To strengthen one country's preparedness to reduce disaster risk, technologies were emphasized in a more visible way, but the essential role of social institutions can not be ignored, Wahlstrom highlighted.

To foster a well-built social institution to reduce the exposure to disasters demands multi-sector collaboration, and as well as a strong coordination and leadership from the government, according to Wahlstrom, who noted that the latter could clarify the accountability for each and pull it all together.

"Evidence seems to be that if you put the responsibility for the policy and planning coordination in highest possible political level, (for example) prime minister's office, (or) presidency's office, you get a better coherence in the government and therefore you get better results," said she.

Talking about the work of her office, the senior UN official said that "the biggest puzzle for us is how to fully involve people in also looking after their own safety a bit better."

"It is tragic, but it seems to be that we learn best from very dramatic catastrophic events, and it should not have to be like that," she pointed out, adding that protecting oneself against risk could be anything ranging from early preparedness against possible physical losses to the awareness of protections against damages or even hazards and ways to survive during one.

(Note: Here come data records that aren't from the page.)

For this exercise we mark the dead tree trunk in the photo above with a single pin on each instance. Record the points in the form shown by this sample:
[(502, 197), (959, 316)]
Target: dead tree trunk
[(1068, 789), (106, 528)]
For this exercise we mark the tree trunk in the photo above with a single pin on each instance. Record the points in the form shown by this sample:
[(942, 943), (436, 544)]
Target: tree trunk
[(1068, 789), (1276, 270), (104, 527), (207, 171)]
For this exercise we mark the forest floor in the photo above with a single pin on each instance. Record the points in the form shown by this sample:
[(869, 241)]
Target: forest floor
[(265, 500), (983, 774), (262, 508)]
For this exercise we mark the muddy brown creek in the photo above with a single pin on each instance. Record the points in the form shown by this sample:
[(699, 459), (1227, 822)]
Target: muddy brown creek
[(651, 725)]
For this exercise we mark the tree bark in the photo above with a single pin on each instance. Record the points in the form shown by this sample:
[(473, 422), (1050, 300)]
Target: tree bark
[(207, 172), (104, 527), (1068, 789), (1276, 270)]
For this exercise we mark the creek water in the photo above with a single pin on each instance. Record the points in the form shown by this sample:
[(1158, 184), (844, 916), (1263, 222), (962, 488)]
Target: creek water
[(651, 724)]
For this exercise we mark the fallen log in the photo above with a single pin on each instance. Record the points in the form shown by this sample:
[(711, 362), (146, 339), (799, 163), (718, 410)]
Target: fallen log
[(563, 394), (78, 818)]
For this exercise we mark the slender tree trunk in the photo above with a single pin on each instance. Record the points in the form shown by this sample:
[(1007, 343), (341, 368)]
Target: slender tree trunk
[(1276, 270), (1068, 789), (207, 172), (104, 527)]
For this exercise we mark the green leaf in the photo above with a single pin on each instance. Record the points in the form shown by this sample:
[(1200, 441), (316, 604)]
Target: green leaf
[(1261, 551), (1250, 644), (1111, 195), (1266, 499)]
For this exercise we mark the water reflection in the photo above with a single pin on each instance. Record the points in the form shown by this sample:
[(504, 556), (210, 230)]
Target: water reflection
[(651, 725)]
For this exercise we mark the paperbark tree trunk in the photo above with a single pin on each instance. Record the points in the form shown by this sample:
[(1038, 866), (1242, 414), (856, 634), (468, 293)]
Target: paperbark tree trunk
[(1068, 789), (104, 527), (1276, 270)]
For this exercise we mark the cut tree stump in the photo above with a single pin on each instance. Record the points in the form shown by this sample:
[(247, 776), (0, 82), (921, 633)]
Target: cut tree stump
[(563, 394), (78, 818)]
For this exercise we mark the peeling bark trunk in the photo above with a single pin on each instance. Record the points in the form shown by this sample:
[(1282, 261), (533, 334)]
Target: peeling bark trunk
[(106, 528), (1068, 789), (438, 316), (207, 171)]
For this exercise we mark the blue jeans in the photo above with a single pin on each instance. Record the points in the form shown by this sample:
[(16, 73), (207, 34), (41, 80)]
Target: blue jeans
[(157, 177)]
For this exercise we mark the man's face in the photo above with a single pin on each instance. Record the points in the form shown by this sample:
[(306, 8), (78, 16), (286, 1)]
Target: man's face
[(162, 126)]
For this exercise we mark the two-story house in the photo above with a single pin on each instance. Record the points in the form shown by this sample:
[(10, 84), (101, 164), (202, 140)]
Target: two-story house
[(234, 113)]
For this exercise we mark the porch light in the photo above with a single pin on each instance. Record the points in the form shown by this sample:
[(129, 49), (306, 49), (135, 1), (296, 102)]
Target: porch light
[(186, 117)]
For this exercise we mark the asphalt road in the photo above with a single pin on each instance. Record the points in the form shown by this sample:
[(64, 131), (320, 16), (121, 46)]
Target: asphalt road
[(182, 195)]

In regard of third World Conference on Disaster Risk Reduction scheduled to be held in March next year, Wahlstrom shared her expectations, saying that she hoped the participants could conclude "a very strong and practical post-2015 disaster risk reduction framework, one that will really assist overcoming and tackling some of the bottlenecks that they have now learned to work around in the past 10 years."

Moreover, she hoped that there will be significant high-level political commitments to deal with disaster risks in the future, noting that national commitments reflected by the outcomes from the UN climate talks wrapped up in Lima earlier this month could be built on for more effective implementation of action that protects people and assets from disaster risks.